Template deduction with templated class and const-qualification in smart pointers

Question

Let's say I've got a templated class, and a function that accepts it in a shared pointer to const, using its template parameter as part of its signature:

template <class T>
class SomeClass {};

// Doesn't need to modify the SomeClass object.
template <class T>
T DoSomething(std::shared_ptr<const SomeClass<T>>);

In this case I can call DoSomething using a shared pointer to non-cost SomeClass by explicitly specifying the template parameter:

DoSomething<int>(std::make_shared<SomeClass<int>>());

But this doesn't work without being explicit, because type deduction fails.

How can I make the function callable with type deduction in this case? Obviously I could write another overload that accepted a shared pointer to non-const, but it's a drag to need to define every function of this type twice.
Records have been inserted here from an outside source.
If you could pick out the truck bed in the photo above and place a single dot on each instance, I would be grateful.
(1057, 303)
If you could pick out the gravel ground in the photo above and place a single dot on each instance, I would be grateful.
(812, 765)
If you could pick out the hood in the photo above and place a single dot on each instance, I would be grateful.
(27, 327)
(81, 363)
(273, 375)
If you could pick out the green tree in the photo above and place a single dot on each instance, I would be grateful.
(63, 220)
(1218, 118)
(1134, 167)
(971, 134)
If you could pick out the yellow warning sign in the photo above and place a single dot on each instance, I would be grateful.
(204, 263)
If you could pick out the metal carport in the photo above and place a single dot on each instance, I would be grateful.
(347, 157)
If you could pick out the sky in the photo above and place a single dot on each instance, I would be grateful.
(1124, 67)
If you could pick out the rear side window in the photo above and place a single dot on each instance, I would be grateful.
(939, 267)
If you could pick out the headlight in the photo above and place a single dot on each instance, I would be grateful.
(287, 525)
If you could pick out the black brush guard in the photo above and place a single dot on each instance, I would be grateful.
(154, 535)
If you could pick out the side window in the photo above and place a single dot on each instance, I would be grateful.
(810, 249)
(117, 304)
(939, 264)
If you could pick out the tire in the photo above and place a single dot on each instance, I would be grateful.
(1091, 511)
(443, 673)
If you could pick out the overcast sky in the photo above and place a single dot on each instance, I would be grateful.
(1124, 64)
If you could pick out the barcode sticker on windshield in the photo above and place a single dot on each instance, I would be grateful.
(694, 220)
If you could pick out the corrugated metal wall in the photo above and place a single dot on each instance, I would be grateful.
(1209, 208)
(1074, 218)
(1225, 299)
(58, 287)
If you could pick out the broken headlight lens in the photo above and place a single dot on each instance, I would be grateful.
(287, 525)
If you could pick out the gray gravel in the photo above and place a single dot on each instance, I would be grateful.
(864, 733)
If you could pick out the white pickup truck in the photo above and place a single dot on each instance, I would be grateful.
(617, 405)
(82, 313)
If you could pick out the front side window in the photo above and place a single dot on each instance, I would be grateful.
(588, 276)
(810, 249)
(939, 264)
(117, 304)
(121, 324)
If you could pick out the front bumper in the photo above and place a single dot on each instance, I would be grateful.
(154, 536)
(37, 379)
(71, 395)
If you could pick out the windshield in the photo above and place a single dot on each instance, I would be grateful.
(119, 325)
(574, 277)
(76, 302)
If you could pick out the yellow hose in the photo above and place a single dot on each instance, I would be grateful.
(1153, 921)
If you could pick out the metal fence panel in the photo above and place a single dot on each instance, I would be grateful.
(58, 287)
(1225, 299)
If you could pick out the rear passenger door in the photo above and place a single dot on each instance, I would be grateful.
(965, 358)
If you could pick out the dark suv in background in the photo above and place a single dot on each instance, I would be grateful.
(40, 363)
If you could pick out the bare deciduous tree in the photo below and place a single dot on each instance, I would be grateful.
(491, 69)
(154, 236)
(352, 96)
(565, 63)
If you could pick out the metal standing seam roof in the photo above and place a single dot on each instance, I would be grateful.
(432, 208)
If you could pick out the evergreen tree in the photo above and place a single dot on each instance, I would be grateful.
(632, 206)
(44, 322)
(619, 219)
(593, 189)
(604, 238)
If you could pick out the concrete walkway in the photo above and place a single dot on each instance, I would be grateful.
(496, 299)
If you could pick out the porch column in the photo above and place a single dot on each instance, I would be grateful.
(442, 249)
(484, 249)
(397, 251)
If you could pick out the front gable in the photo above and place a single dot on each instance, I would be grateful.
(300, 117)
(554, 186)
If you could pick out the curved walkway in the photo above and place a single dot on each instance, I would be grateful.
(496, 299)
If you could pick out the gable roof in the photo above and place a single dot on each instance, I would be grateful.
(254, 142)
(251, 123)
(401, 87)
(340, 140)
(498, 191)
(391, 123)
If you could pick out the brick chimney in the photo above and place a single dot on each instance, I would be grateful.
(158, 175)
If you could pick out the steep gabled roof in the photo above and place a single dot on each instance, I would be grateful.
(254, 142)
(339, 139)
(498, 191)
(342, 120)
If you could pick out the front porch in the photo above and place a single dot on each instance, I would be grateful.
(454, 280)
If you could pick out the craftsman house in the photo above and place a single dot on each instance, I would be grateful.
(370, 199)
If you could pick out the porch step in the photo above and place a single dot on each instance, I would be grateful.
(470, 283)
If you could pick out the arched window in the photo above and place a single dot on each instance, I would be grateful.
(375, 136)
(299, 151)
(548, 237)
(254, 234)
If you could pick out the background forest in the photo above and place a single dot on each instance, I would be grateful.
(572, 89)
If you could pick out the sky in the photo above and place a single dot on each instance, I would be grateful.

Ideally this would fail for inputs that aren't correct (shared pointers to other things, or non-shared pointers) at overload resolution time.

Answer 1

One possibility is to use a helper to check for the right type while letting DoSomething accept any T (and fail to compile for the wrong T):

#include <iostream>
#include <type_traits>
#include <iomanip>
#include <memory>
#include <type_traits>


template <typename T>
struct Foo{};

template <typename T>
struct is_right_type : std::false_type {};

template <typename X>
struct is_right_type<std::shared_ptr<const Foo<X>>> : std::true_type {};

template <class T>
auto DoSomething(T t){
    static_assert(is_right_type<T>::value);
    return 42;
}


int main()
{        
    //DoSomething(42);  // ERROR
    std::shared_ptr<const Foo<int>> x;
    std::shared_ptr<Foo<int>> y;
    DoSomething(x); // OK
    DoSomething(y); // ERROR
}

You'll might need to do something extra to get the return type correctly deduced.